Отец одергивает манжеты и поправляет галстук-бабочку.
— Как поэтично, что даже когда правда решает твою судьбу, ты все равно хочешь защитить ее. — Он качает головой. — Позволь мне помочь тебе кое-что уяснить. То, что я делаю с ней или не делаю — не твое гребаное дело. Я не отчитываюсь перед тобой, это ты отчитываешься передо мной. Думал, ты начинаешь это понимать, но, оказывается, ошибался. Я позабочусь об этом.
В глубине моего сознания зарождаются вопросы, и я хочу знать, кто снабжает его этой информацией. Вспоминаю, как Себастьян кричал по телефону на французском.

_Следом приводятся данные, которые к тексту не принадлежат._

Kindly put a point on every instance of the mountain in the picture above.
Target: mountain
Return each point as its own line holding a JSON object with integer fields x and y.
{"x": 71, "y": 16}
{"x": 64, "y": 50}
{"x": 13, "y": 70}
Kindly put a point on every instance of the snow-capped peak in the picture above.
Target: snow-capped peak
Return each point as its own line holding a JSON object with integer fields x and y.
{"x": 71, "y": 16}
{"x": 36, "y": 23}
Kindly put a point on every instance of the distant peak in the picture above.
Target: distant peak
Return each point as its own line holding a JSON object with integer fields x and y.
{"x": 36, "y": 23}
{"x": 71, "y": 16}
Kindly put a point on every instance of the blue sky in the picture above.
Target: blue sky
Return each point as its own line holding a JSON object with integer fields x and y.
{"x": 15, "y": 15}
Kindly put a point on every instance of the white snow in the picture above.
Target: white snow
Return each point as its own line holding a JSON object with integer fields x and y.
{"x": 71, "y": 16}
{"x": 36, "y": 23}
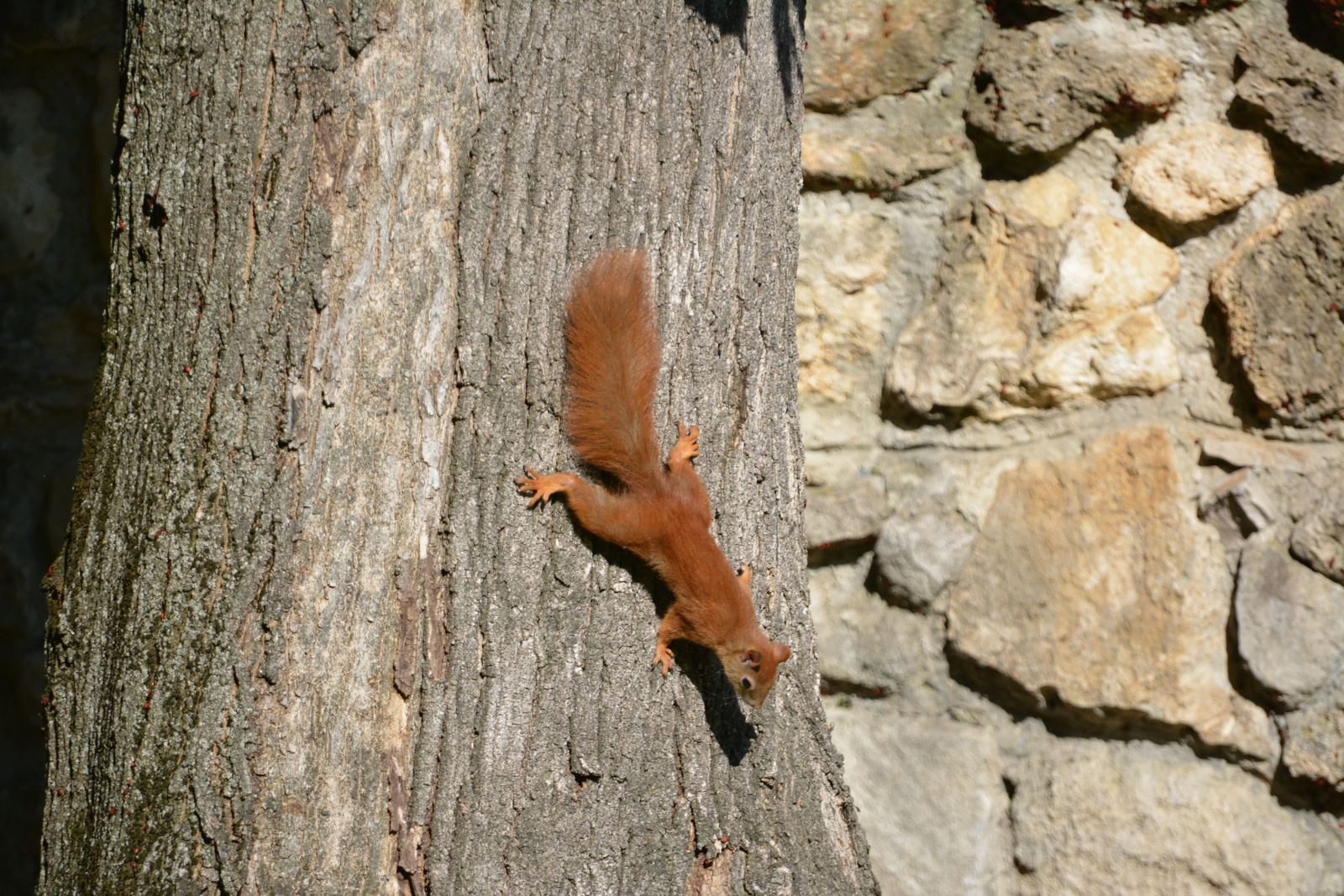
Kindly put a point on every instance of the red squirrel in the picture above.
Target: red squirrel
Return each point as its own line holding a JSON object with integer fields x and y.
{"x": 660, "y": 513}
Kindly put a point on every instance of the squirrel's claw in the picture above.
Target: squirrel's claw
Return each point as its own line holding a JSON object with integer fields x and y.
{"x": 663, "y": 656}
{"x": 538, "y": 484}
{"x": 687, "y": 443}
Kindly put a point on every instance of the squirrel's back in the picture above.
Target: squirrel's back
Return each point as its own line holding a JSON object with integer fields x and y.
{"x": 612, "y": 369}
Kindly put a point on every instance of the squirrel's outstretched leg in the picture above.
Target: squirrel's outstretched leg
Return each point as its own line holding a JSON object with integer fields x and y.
{"x": 669, "y": 631}
{"x": 616, "y": 517}
{"x": 679, "y": 464}
{"x": 685, "y": 448}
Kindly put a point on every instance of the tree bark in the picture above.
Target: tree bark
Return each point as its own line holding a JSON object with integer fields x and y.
{"x": 306, "y": 636}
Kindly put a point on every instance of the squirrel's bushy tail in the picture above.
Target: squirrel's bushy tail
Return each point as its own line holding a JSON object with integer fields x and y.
{"x": 612, "y": 369}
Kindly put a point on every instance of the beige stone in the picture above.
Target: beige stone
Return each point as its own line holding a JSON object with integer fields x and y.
{"x": 1093, "y": 580}
{"x": 985, "y": 343}
{"x": 1140, "y": 820}
{"x": 864, "y": 49}
{"x": 1129, "y": 355}
{"x": 1110, "y": 268}
{"x": 1198, "y": 172}
{"x": 932, "y": 802}
{"x": 842, "y": 258}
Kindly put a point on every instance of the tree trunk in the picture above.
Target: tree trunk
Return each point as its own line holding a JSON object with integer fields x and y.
{"x": 306, "y": 636}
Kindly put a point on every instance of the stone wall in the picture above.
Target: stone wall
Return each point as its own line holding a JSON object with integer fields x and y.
{"x": 1072, "y": 336}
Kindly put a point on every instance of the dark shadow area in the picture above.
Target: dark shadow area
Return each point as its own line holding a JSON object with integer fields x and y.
{"x": 722, "y": 708}
{"x": 840, "y": 553}
{"x": 1240, "y": 674}
{"x": 1296, "y": 170}
{"x": 851, "y": 689}
{"x": 788, "y": 45}
{"x": 1229, "y": 369}
{"x": 60, "y": 76}
{"x": 727, "y": 16}
{"x": 1065, "y": 720}
{"x": 1019, "y": 13}
{"x": 907, "y": 418}
{"x": 1319, "y": 23}
{"x": 1305, "y": 793}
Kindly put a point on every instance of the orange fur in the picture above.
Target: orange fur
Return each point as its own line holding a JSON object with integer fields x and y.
{"x": 662, "y": 513}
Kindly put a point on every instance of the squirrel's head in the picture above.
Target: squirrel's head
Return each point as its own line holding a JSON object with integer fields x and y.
{"x": 753, "y": 671}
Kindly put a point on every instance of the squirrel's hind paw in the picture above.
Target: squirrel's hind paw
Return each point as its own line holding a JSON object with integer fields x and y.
{"x": 687, "y": 443}
{"x": 544, "y": 486}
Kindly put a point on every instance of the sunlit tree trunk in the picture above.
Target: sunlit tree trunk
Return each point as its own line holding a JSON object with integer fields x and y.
{"x": 306, "y": 636}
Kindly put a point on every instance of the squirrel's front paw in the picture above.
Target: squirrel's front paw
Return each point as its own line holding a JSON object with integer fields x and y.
{"x": 544, "y": 486}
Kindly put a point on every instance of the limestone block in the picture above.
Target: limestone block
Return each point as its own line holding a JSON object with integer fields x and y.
{"x": 844, "y": 253}
{"x": 1314, "y": 745}
{"x": 884, "y": 145}
{"x": 1297, "y": 90}
{"x": 864, "y": 642}
{"x": 1142, "y": 820}
{"x": 1198, "y": 172}
{"x": 1129, "y": 355}
{"x": 1319, "y": 537}
{"x": 1092, "y": 582}
{"x": 932, "y": 802}
{"x": 987, "y": 344}
{"x": 917, "y": 557}
{"x": 1289, "y": 621}
{"x": 1283, "y": 291}
{"x": 1236, "y": 508}
{"x": 846, "y": 511}
{"x": 1041, "y": 87}
{"x": 974, "y": 331}
{"x": 1110, "y": 268}
{"x": 864, "y": 49}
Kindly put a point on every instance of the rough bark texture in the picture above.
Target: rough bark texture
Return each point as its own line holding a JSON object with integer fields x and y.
{"x": 304, "y": 636}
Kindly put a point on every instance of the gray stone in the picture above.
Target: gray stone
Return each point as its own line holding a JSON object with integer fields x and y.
{"x": 1296, "y": 89}
{"x": 918, "y": 557}
{"x": 1283, "y": 293}
{"x": 1236, "y": 508}
{"x": 932, "y": 801}
{"x": 864, "y": 49}
{"x": 1314, "y": 738}
{"x": 1142, "y": 820}
{"x": 846, "y": 511}
{"x": 1289, "y": 621}
{"x": 1093, "y": 584}
{"x": 987, "y": 344}
{"x": 1319, "y": 537}
{"x": 885, "y": 145}
{"x": 874, "y": 649}
{"x": 1041, "y": 87}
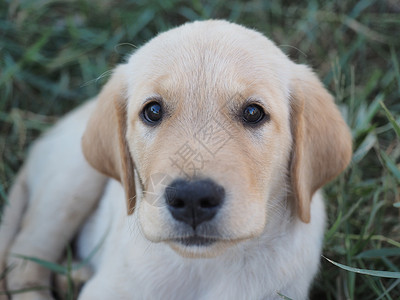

Это единственный язык, помимо английского, который знает мой отец. Неужели Себастьян шпионил за мной для моего отца, чтобы защитить? На мгновение мое тело вспыхивает, когда вспоминаю, как Себастьян крутился вокруг нее после объявления. И как наседал на меня в последнее время. Он всегда считал, что возглавить Милл должен был он. А не я. Неужели это расплата за годы, прошедшие с тех пор, как мы были детьми?
Мы дружим с детства, и я ненавижу себя за то, что на самом деле рассматриваю тот факт, что он предал меня ради отца. Я полагал, что все мои друзья ненавидят его. Недоверчиво качаю головой. Нет. Нет. Он бы так со мной не поступил. Не после всего, через что мы прошли за все эти годы. Ли никогда бы не сказал ни слова против меня, как и Ариес. Единственный, кто изменился за последнее время — это Себастьян.
— Кто тебе рассказал о ней? — выдавливаю из себя слова.
— Любопытство сгубило кошку, Дрю. Я бы тебе сказал, но это, в общем-то, не твое дело. Просто считай, что я все знаю, и действуй исходя из этого. Тебе следовало быть осторожнее. Ты не смог бы скрыть это от меня, даже если бы захотел, и то, как ты трахал ее по всему кампусу, был собственником и все такое, говорит о том, что ты действительно этого не хотел.
Дерьмо. Как я могу уберечь ее от него, если он следит за нами? У меня нет других вариантов, нет другого способа это исправить, чтобы все не закончилось страданиями. От одной только мысли об этом сводит живот. Мне хочется выблевать все на этот гребаный пол. Снова.
Отец опирается на край стойки, как бы наклоняясь.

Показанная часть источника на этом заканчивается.